The Mudcat Café TM
Thread #161483   Message #3837395
Posted By: keberoxu
07-Feb-17 - 03:06 PM
Thread Name: BS: The Godfather and The Full Monty
Subject: BS: The Godfather and The Full Monty
well, this thread won't go far....

here's one thing that the two successful films have in common.

Both of them, in order to get the support and approval they needed from investors and so on, were put through a rigorous re-editing process by their PRODUCERS.

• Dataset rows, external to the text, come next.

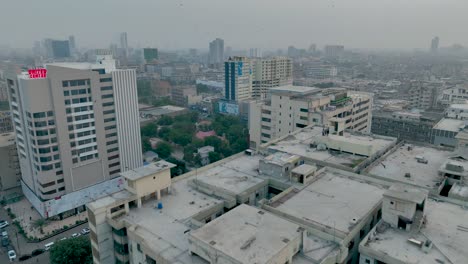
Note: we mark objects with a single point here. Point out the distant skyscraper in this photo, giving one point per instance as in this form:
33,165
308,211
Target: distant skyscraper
76,128
333,51
124,42
57,49
435,44
72,43
150,54
216,56
238,79
255,53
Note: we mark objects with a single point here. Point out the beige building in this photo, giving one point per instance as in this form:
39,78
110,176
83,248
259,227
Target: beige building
293,107
269,73
10,174
76,128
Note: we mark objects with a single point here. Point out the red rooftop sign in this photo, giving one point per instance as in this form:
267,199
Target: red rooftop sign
37,73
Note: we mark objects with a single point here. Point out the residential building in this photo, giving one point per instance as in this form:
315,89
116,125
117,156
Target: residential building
76,128
333,51
150,54
454,95
216,53
204,152
415,229
408,126
185,95
57,49
268,73
293,107
423,95
435,44
11,174
6,124
238,79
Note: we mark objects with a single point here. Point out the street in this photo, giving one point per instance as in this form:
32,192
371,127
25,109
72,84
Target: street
22,247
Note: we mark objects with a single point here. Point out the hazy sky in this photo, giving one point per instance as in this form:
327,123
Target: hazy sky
267,24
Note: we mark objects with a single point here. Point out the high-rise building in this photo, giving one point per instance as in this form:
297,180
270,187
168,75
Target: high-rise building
290,108
57,49
124,42
72,43
435,44
150,54
333,51
268,73
255,53
238,79
216,55
76,128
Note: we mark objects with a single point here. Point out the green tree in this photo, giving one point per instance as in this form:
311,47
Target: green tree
214,156
164,133
72,251
165,121
163,149
149,130
39,223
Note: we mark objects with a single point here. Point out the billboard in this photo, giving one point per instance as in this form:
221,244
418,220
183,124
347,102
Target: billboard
228,108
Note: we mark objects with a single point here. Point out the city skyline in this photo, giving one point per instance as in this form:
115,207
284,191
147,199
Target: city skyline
360,24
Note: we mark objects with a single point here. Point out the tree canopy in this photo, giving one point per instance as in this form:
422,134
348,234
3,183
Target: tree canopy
72,251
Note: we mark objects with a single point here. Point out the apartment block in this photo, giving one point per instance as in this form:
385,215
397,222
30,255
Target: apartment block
269,73
76,129
293,107
238,79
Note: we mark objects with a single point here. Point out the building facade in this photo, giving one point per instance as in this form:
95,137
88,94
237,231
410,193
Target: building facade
268,73
293,107
238,79
216,54
11,173
76,127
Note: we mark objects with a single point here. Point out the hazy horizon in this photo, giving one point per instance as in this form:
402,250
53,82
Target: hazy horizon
265,24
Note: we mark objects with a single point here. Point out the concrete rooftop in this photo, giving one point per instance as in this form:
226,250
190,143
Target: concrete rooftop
248,234
147,170
446,227
402,161
333,200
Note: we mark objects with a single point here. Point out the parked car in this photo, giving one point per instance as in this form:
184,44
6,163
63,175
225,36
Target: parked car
85,231
12,255
5,242
37,252
24,257
3,224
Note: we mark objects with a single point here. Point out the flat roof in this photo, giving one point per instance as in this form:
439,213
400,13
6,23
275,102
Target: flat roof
235,176
147,170
299,144
248,234
293,89
449,124
166,229
446,227
402,161
7,139
333,200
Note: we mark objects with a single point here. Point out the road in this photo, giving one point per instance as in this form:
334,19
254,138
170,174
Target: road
22,247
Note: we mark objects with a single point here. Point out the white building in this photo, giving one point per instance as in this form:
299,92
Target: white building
76,128
268,73
293,107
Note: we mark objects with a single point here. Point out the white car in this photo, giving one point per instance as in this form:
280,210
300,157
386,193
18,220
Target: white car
12,255
3,224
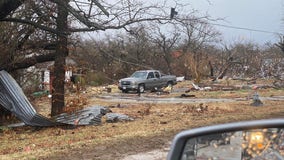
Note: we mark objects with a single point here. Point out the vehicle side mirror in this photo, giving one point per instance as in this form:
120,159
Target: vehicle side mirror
259,139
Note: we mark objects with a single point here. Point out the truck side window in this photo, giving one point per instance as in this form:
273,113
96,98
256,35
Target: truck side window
150,75
157,74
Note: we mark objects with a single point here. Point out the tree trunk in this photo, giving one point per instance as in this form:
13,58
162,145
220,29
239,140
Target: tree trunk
58,100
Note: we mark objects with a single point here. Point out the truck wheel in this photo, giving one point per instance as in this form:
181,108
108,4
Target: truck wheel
124,91
141,88
170,84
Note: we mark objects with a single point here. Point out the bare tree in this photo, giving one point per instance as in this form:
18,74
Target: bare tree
51,16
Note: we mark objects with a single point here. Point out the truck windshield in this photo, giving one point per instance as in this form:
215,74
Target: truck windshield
139,74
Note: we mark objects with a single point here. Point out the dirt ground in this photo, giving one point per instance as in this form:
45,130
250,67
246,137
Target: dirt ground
147,137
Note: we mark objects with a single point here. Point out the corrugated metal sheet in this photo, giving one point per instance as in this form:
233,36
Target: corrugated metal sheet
13,99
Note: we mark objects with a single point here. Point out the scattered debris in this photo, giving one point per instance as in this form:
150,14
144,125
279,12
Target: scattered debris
180,79
13,99
117,117
196,87
187,95
87,116
195,109
256,101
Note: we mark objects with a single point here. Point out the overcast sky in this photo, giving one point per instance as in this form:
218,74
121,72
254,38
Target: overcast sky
264,15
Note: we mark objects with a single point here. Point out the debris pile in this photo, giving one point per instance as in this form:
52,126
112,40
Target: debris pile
195,109
13,99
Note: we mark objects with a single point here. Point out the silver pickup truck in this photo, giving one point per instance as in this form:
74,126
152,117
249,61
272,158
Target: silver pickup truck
146,80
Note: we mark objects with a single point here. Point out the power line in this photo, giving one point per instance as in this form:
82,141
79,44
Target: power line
244,28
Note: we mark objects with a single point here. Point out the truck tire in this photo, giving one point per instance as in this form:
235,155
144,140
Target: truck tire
141,88
125,91
170,84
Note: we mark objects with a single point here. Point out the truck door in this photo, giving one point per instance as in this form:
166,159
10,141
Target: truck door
151,80
159,82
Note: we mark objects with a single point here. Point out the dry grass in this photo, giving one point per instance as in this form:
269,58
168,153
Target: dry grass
154,125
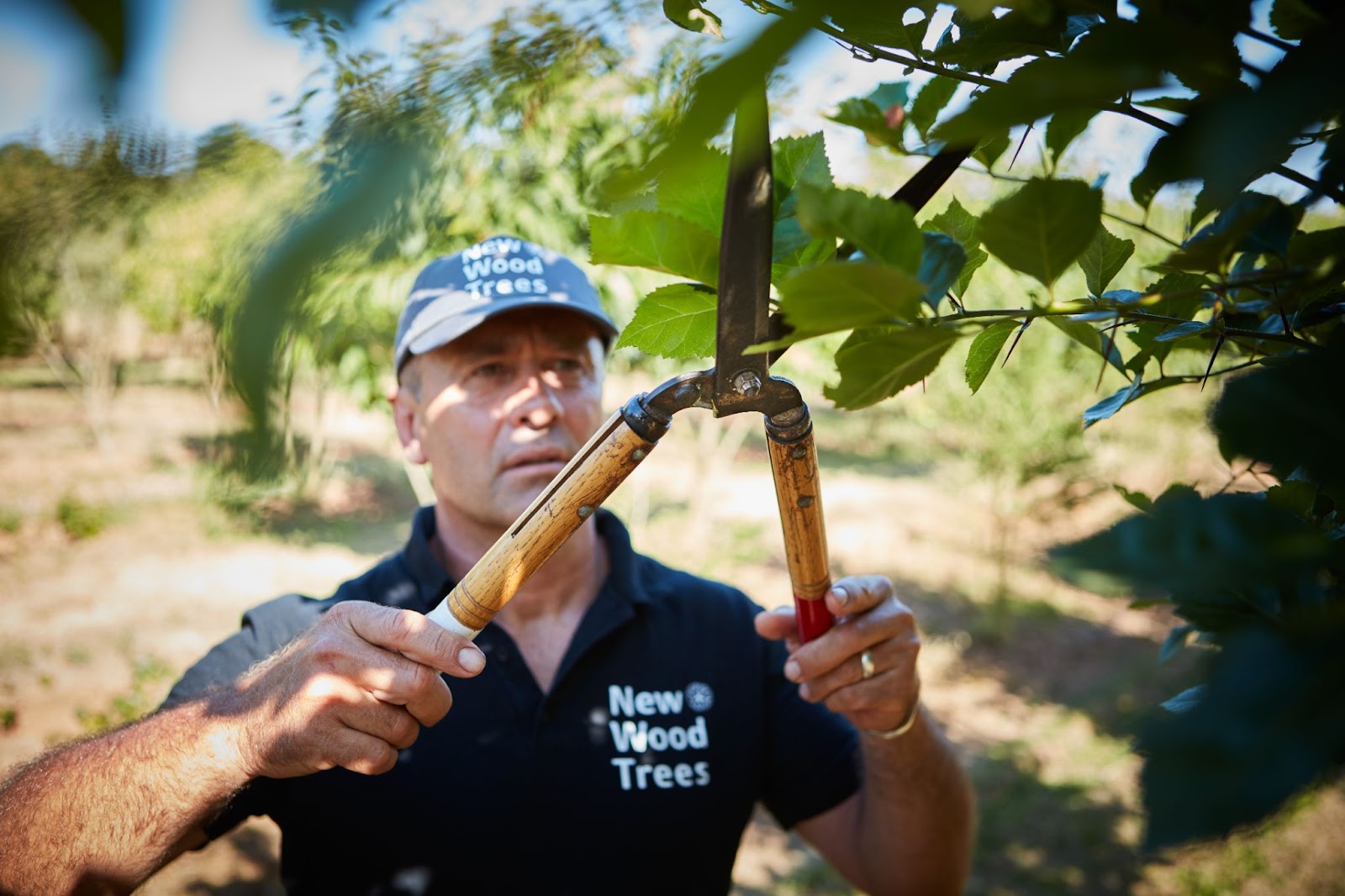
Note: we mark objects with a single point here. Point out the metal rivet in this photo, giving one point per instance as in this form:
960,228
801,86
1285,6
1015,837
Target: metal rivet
746,383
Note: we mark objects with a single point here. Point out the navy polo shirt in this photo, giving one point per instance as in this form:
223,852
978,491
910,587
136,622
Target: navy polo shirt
636,772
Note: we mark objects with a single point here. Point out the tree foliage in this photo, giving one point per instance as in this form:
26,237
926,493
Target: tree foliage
1248,145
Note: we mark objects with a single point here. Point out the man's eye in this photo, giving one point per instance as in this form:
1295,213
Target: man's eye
490,372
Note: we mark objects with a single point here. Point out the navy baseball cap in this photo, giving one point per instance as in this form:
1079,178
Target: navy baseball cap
457,293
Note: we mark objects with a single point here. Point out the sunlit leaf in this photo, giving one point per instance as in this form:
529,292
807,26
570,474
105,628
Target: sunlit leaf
842,296
672,322
878,362
1103,259
985,350
883,230
1042,228
656,240
693,17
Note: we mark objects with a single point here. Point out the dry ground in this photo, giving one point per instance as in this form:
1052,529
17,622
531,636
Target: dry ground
1040,692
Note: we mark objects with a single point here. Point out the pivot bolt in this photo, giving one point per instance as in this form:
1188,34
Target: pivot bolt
746,383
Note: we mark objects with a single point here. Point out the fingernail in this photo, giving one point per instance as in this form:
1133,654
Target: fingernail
471,660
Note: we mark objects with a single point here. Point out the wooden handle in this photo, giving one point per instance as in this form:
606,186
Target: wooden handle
593,474
799,495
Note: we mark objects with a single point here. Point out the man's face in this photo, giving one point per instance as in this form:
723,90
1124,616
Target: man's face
502,409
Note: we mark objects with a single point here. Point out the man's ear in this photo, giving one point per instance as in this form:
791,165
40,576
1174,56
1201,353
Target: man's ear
407,417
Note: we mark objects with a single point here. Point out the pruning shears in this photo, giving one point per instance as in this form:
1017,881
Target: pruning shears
737,382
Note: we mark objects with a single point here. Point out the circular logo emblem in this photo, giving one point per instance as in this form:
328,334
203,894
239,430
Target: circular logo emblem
699,697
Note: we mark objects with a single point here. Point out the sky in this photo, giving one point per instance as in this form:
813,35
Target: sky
208,62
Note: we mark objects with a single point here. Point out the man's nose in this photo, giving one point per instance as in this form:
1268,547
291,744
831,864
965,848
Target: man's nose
537,403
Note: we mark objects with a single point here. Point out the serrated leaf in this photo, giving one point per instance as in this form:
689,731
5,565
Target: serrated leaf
883,230
941,266
1187,700
842,296
672,322
693,17
1042,228
694,188
1110,405
1137,499
871,119
1064,127
1183,331
1174,640
878,362
1103,259
930,103
961,225
985,350
656,240
1089,340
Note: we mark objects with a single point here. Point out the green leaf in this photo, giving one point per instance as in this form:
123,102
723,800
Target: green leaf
656,240
717,94
1100,71
1103,259
961,225
1110,405
1095,342
1288,414
883,230
1064,127
872,120
1295,19
985,350
1044,228
672,322
1137,499
930,103
878,362
1266,728
1255,222
693,17
1221,560
694,190
941,266
842,296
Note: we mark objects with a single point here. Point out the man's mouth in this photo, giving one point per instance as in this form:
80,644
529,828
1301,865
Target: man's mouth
537,458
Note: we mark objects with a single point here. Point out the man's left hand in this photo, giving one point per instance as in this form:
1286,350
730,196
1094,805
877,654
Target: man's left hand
865,667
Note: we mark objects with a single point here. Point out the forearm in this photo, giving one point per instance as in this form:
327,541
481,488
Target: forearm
104,814
915,820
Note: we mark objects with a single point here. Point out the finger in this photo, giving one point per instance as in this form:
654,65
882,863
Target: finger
892,656
849,638
400,681
777,625
362,752
858,593
414,635
388,723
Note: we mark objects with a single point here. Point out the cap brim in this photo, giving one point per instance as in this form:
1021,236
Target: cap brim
459,324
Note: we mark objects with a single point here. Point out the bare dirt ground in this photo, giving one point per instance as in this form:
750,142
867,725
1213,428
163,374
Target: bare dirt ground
1040,693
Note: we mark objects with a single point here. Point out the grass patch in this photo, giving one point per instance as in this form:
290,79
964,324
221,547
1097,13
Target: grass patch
81,519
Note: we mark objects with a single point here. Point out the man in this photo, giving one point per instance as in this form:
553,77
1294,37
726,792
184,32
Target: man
614,725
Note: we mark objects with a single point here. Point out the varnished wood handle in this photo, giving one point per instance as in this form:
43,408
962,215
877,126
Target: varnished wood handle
593,474
797,490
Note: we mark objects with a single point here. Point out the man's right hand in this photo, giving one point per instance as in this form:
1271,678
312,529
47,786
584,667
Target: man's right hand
351,692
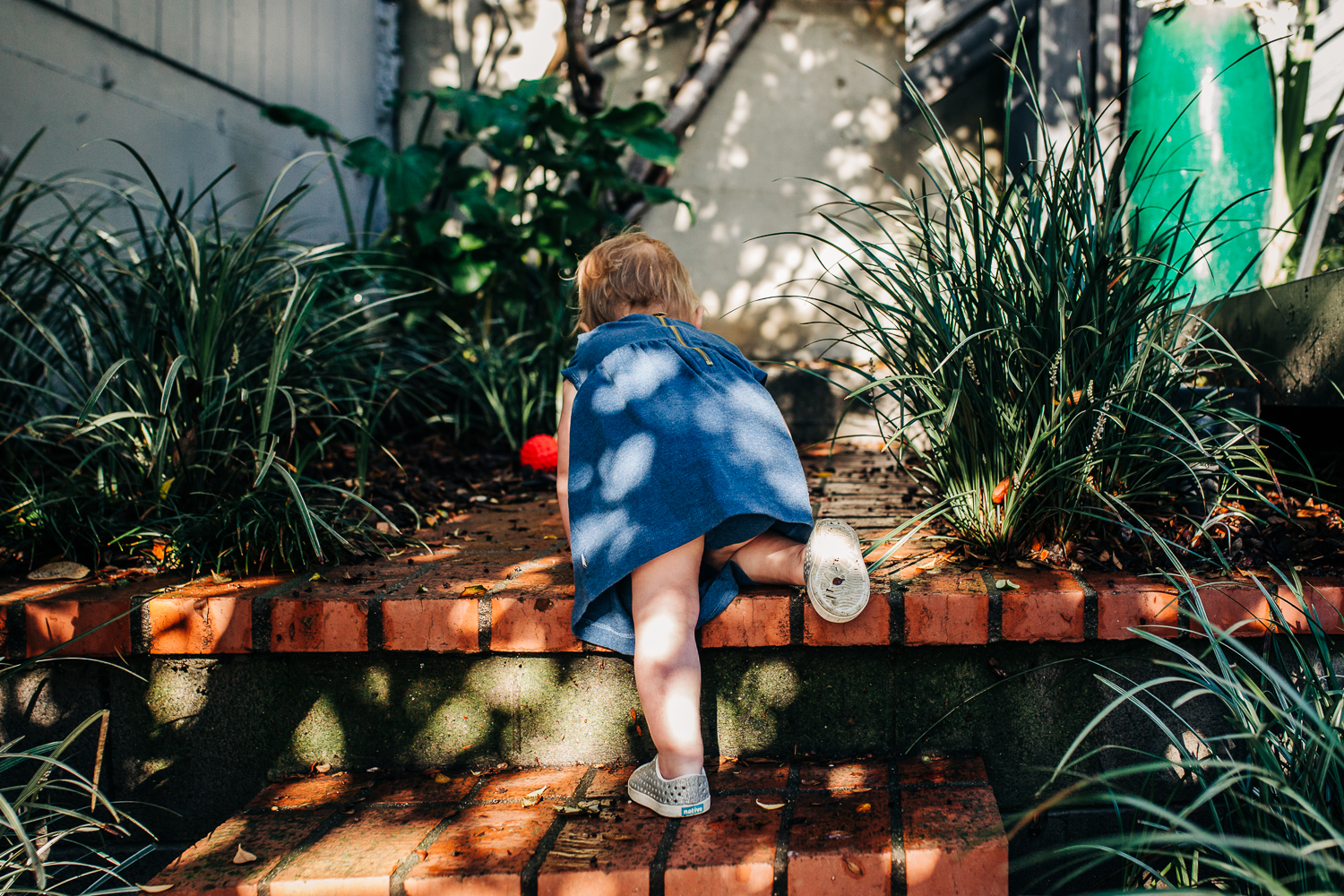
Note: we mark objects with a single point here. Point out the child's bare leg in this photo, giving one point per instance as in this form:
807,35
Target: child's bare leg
667,667
769,559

It is no secret about The Godfather; director Coppola was self-indulgent, but producer Robert Evans had a different idea. Evans personally went into the editing studio and was ruthless with Coppola's film. There were a number of consequences. Coppola was incensed with Evans for doing so and never forgot or forgave. Evans, neglecting wife Ali MacGraw for the film editing, lost MacGraw to Steve McQueen with whom she was filming at the time. And The Godfather was hugely successful.

Uberto Pasolini was the producer who came to the rescue of The Full Monty: this according to Robert Carlyle on the Graham Norton Show very recently. Elsewhere, being interviewed for a BAFTA Life In Pictures feature, Carlyle has lamented that it was "torturous" to make The Full Monty. For Carlyle, the attraction was Simon Beaufoy's script; but director Peter Cattaneo's leadership left much to be desired. According to Carlyle, when the first cut of the film was evaluated by Fox Searchlight, the verdict was: Straight to video!
Pasolini went to the mat for The Full Monty, pleading with the investors and company to let him re-edit the film, without Cattaneo.

Pasolini, with the editorial staff and without Cattaneo, made The Full Monty into the film that everybody knows today.
Consequences: Cattaneo got a lot of recognition, and went on to do...well...
Beaufoy went on to write the screenplay for Slumdog Millionaire.
Pasolini went on to film Still Life.
And The Full Monty was hugely successful.